Could AI come to the Rescue and accelerate a market-ready Vaccine for Coronavirus (COVID-19)?
Updated: Feb 7
By Joseph K. Hopkins
Other than to avoid exposure of the virus, there’s currently no market-ready vaccine to prevent the Coronavirus disease 2019 (COVID-19). Through the aid of both public and private funding, scientists at selected large and small drug makers (about 10 or so) are working overtime to create a treatment or vaccine that targets the infection caused by the novel Coronavirus.
Bill Gates in his February 28, 2020 “The Blog of Bill Gates” characterized the COVID-19 as a phenomenon that “behaves a lot like the once-in-a-century pathogen we’ve been worried about. I hope it’s not that bad, but we should assume that it will be until we know otherwise.” Understandably so, Gates' comments sparked debate, as opposing views believe that as with other seasonal influenza viruses, the medical community will in short order discover a treatment or vaccine to also combat the novel Coronavirus (COVID-19).

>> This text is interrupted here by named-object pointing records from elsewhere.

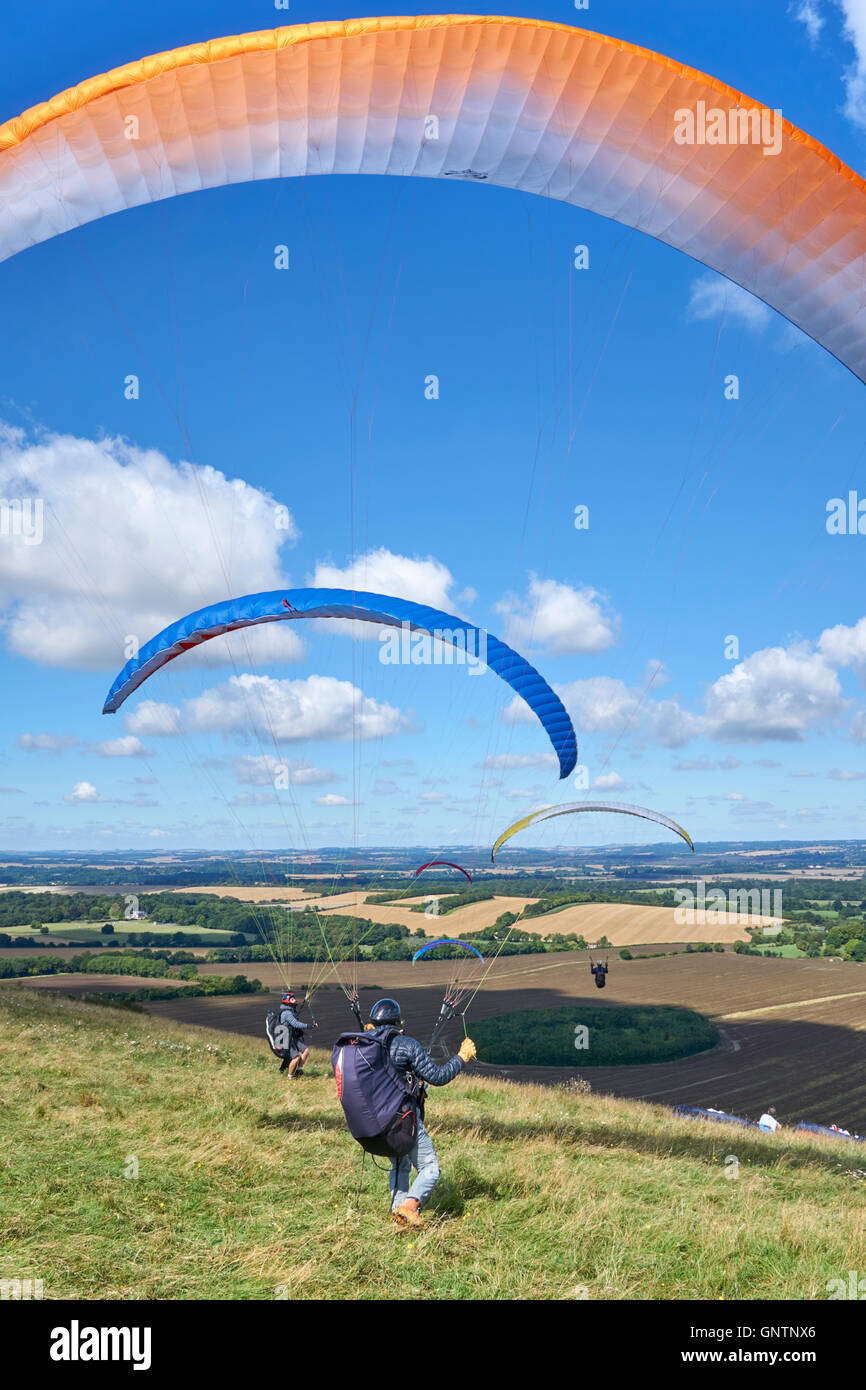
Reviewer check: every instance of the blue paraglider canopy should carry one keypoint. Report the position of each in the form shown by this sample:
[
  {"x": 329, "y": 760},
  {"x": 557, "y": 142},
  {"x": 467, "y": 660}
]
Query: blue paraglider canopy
[
  {"x": 446, "y": 941},
  {"x": 287, "y": 605},
  {"x": 698, "y": 1112}
]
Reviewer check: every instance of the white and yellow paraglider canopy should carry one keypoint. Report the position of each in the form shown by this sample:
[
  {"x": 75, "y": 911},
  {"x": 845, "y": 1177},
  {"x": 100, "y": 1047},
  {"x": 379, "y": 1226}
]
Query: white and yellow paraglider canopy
[{"x": 573, "y": 808}]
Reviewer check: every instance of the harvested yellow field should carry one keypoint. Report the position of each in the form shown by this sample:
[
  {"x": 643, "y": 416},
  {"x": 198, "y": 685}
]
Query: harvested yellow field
[{"x": 626, "y": 925}]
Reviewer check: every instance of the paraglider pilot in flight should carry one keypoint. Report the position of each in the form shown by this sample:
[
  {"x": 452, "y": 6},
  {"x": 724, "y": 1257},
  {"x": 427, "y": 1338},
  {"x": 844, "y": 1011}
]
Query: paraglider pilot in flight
[
  {"x": 298, "y": 1050},
  {"x": 599, "y": 972}
]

But, could AI be the intelligent computer technology that helps scientists come to the rescue and accelerate a vaccine for the Coronavirus? Another approach to this forward moving effort to eradicate this nasty Virus and future unforeseen ones is the concerted effort by academia and drug discovery companies who are now expanding budgets several times over on AI - machine learning - in a bid to reduce long drug development times and prevent costly failures.

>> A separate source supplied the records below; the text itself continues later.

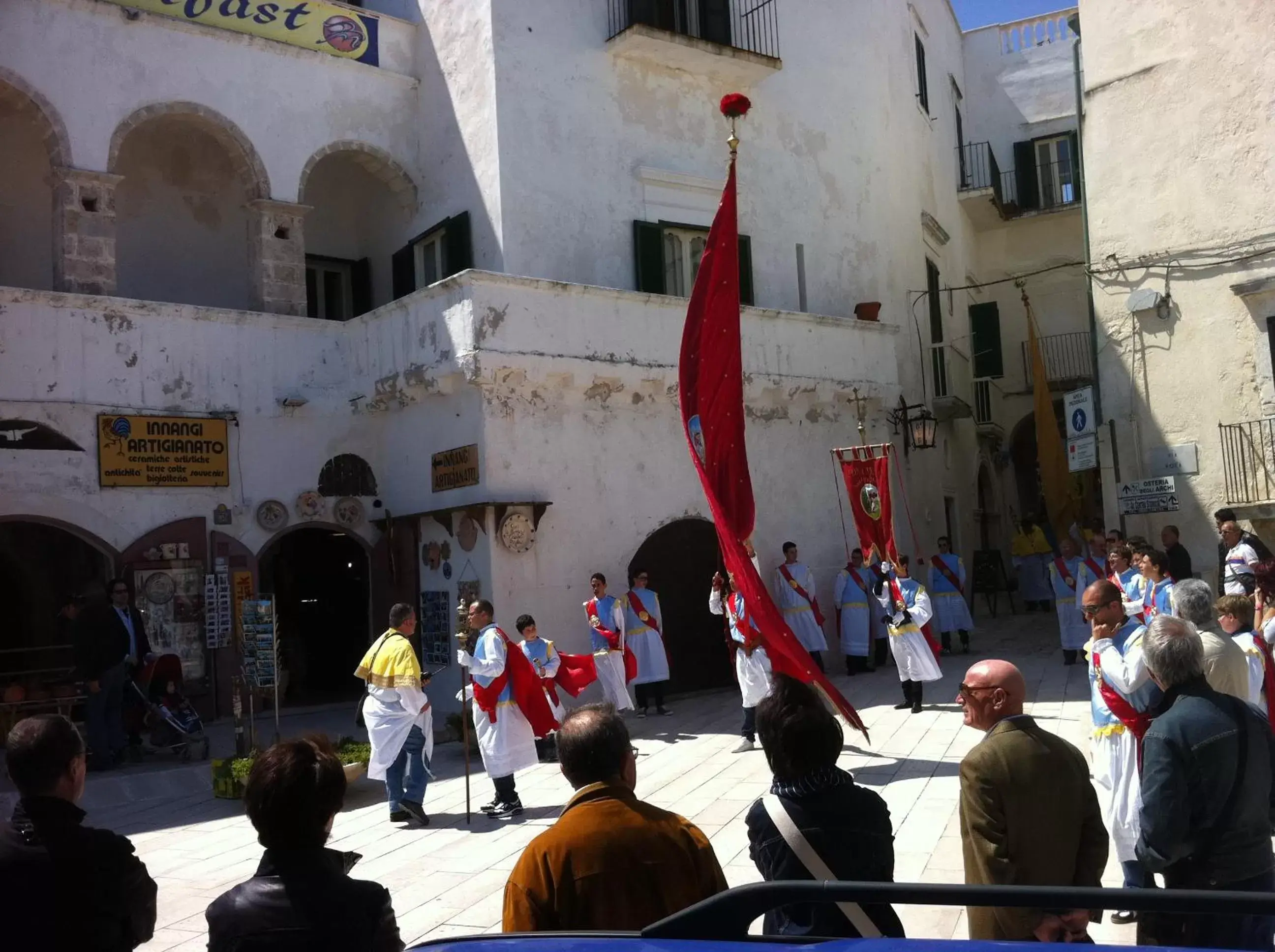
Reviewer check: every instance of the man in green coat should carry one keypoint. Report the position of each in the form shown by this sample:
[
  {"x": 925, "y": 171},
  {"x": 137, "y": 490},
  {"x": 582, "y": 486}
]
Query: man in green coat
[{"x": 1028, "y": 813}]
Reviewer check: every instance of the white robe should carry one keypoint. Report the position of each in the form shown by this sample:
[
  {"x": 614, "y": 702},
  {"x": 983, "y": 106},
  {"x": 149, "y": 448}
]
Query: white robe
[
  {"x": 391, "y": 714},
  {"x": 753, "y": 672},
  {"x": 509, "y": 743},
  {"x": 611, "y": 664},
  {"x": 797, "y": 611},
  {"x": 908, "y": 645}
]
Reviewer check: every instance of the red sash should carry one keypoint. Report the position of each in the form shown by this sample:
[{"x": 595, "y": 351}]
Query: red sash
[
  {"x": 1136, "y": 722},
  {"x": 1062, "y": 570},
  {"x": 1268, "y": 676},
  {"x": 897, "y": 594},
  {"x": 526, "y": 689},
  {"x": 948, "y": 574},
  {"x": 800, "y": 590},
  {"x": 596, "y": 623},
  {"x": 751, "y": 639}
]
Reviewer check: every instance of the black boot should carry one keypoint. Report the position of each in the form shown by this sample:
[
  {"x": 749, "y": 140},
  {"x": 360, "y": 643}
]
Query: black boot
[{"x": 907, "y": 696}]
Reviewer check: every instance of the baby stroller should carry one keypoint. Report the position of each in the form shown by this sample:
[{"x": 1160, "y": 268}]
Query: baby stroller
[{"x": 170, "y": 718}]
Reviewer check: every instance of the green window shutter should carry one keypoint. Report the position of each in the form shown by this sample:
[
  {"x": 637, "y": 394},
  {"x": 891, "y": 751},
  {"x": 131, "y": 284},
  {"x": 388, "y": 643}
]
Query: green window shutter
[
  {"x": 745, "y": 271},
  {"x": 361, "y": 286},
  {"x": 649, "y": 258},
  {"x": 1026, "y": 175},
  {"x": 985, "y": 328},
  {"x": 458, "y": 250},
  {"x": 403, "y": 272}
]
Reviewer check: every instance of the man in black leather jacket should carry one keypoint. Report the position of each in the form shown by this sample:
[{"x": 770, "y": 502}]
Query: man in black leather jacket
[
  {"x": 65, "y": 886},
  {"x": 848, "y": 826},
  {"x": 302, "y": 896},
  {"x": 1208, "y": 795}
]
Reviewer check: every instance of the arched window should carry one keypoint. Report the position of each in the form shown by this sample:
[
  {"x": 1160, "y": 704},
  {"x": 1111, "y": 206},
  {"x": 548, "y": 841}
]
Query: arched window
[{"x": 347, "y": 474}]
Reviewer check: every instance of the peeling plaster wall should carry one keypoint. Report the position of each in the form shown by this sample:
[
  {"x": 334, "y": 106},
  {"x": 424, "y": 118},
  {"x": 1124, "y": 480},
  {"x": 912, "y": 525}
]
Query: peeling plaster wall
[{"x": 1180, "y": 110}]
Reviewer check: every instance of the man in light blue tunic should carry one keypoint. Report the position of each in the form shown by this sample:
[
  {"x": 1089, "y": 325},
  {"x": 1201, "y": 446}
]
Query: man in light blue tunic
[
  {"x": 948, "y": 593},
  {"x": 795, "y": 594},
  {"x": 853, "y": 620}
]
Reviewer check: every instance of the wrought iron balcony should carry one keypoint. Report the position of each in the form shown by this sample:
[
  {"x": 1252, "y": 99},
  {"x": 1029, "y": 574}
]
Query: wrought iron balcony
[
  {"x": 1248, "y": 461},
  {"x": 751, "y": 26},
  {"x": 1067, "y": 360}
]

The Special Broadcasting Service (SBS News) recently reported that researchers at South Australia’s Flinders University have been working on the first ‘turbocharged’ Australian influenza vaccine made by artificial intelligence of which is now ready to start clinical trials. An effort that’s been 20 years in the making and with the use of an intelligent computer, Associate Professor Nikolai Petrovski believes "this is the first time that a drug that wasn't invented by a human is going into a real human subject”.
Given increasing public scrutiny about the efficacy of immunizations, most people would agree that bad flu seasons like the one we appear to be experiencing have a tremendous “impact on the global health system”. ‘Turbocharged’ seems a fitting word to describe how AI is working in this instance. Professor Petrovski explains, “Obviously you have to train it or teach it. We took existing drugs that we know work, we took examples of drugs that don't work or have failed. We essentially showed all of that to the AI program called Sam and then Sam came up with its own suggestion of what might be an effective adjuvant, which we then took and tested, and sure enough, it worked”.
In closing, I am sure most the readers would agree, the current drug discovery approach influenza viruses management is very inefficient in both the amount of money and time required to make available reliable treatments and vaccines. Australian chief medical officer Professor Brendan Murphy recently said that “the complexity of drug and receptor interactions is so huge that's it's very definitely enhanced by IT systems and AI systems”. The South Australia’s Flinders University "turbocharged" flu vaccine project is one that is developing AI technology that when added to existing flu vaccines makes the treatment more effective. Frankly maybe this is the talent and mindset required to ready the engines of AI (combing through historical data) to identify drug prospects to test on humans within months and finally come to the rescue and accelerate a market-ready vaccine for Coronavirus disease 2019 (COVID-19).